I don't understand this line:

"Number 8 is written as 3 component's sum, when the first two compenents third degree sum, plus 3rd component, multiplied by 9,### is the lowest###."

3. Originally Posted by Ellla
Number 8 is written as 3 component's sum, where the first two compenents third degree sum, plus 3rd component, multiplied by 9, is the lowest.

It is also known, that the first component is 2 times greater than second one. Find those components.

$8 = a + b + c$

$(a^3 + b^3 + c) * 9 > 0$

$2a = b$

I do get $81a^3 - 27a +64 = 0$ and I believe this is nonse, what am I doing wrong? ;\

The answer is $2; 1; 5.$

Thank you.
If a, b, c are positive integers

$a+b+c=8$

$\left(a^3+b^3+c\right)9=minimum.$

$a=2b\Rightarrow\ 3b+c=8\Rightarrow\ c=8-3b$

$\left[(2b)^3+b^3+8-3b\right]9=min$

$\left(8b^3+b^3+8-3b\right]9=min$

$81b^3-27b+72=min$

$b=1$ will minimize this, from which you can find a, c.

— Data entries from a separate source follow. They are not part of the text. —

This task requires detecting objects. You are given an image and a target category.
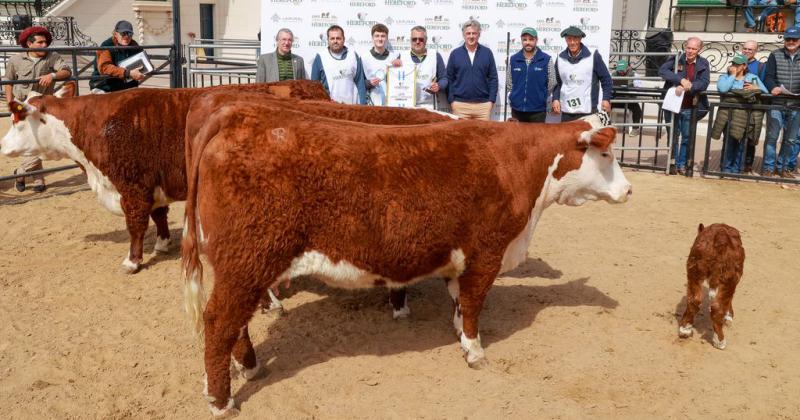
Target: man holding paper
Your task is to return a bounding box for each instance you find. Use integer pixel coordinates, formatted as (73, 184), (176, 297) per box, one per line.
(90, 20), (145, 93)
(762, 26), (800, 178)
(396, 26), (448, 110)
(658, 37), (710, 175)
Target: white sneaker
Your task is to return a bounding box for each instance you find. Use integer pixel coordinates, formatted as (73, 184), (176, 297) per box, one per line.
(628, 127), (641, 137)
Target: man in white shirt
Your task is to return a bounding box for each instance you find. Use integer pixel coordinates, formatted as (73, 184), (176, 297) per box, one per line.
(361, 23), (399, 106)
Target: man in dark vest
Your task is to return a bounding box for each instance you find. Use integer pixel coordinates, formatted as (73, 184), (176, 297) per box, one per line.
(90, 20), (145, 93)
(507, 27), (555, 123)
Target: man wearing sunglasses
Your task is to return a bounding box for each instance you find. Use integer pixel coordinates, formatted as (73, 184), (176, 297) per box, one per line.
(90, 20), (145, 93)
(394, 26), (448, 110)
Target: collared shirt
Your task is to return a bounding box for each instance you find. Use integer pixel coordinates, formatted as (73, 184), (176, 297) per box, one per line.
(4, 51), (70, 100)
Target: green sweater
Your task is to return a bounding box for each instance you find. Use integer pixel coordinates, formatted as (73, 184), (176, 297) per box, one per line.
(277, 52), (294, 81)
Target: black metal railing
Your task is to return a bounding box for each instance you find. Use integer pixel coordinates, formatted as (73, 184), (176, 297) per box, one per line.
(0, 1), (61, 17)
(0, 15), (95, 46)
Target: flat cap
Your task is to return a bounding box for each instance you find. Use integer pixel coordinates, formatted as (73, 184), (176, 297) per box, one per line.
(560, 26), (586, 38)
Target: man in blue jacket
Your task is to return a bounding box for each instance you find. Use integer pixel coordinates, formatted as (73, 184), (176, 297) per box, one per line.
(507, 27), (555, 123)
(658, 36), (710, 175)
(446, 19), (498, 120)
(552, 26), (613, 122)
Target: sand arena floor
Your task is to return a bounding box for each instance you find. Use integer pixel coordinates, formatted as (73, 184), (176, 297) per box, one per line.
(1, 151), (800, 419)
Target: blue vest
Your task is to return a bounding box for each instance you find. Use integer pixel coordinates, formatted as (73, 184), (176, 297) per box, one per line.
(509, 48), (551, 113)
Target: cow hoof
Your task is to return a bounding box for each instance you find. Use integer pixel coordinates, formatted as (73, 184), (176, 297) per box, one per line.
(392, 306), (411, 320)
(208, 398), (239, 418)
(121, 257), (140, 274)
(154, 236), (171, 254)
(232, 359), (263, 381)
(724, 312), (733, 325)
(678, 324), (693, 338)
(467, 355), (488, 370)
(712, 333), (727, 350)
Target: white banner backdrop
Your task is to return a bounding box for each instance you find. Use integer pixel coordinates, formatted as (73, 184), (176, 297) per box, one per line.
(261, 0), (612, 120)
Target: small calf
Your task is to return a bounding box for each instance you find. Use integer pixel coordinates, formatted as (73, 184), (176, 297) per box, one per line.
(678, 223), (745, 349)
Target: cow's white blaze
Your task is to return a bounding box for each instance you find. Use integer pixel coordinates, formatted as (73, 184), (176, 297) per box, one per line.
(548, 143), (631, 206)
(500, 154), (563, 274)
(277, 248), (466, 289)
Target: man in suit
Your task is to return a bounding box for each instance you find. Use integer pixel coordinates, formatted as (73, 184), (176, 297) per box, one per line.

4. Well, number 8 is written as 3 components sum like that, where the first 2 cube amount(a^3+b^3.that means this sum is the lowest), plus 3rd component (C), multiplied by 9, is the lowest.

5. Sorry, I might have confused you ;\

Archie Meade, Im very thankful for your work, but would you mind telling me how do I solve that $81a^3 - 3b + 8 = 0$ ?

6. Originally Posted by Ellla
Sorry, I might have confused you ;\

Archie Meade, Im very thankful for your work, but would you mind telling me how do I solve that $81b^3 - 3b + 8 = 0$ ?
I felt that "lowest" may have meant "smallest possible" from the available integers.

If "b" is not an integer, then you have to use a root-finding method for cubic polynomials.

If "b" is a positive integer, and we are looking for a minimum, then the $81b^3$ term dominates,
hence by inspection "b" is 1,
since higher values of "b" will give far greater results.
I think that's the context of the question, otherwise "b" would be a tiny fraction.

7. Alright, thanks.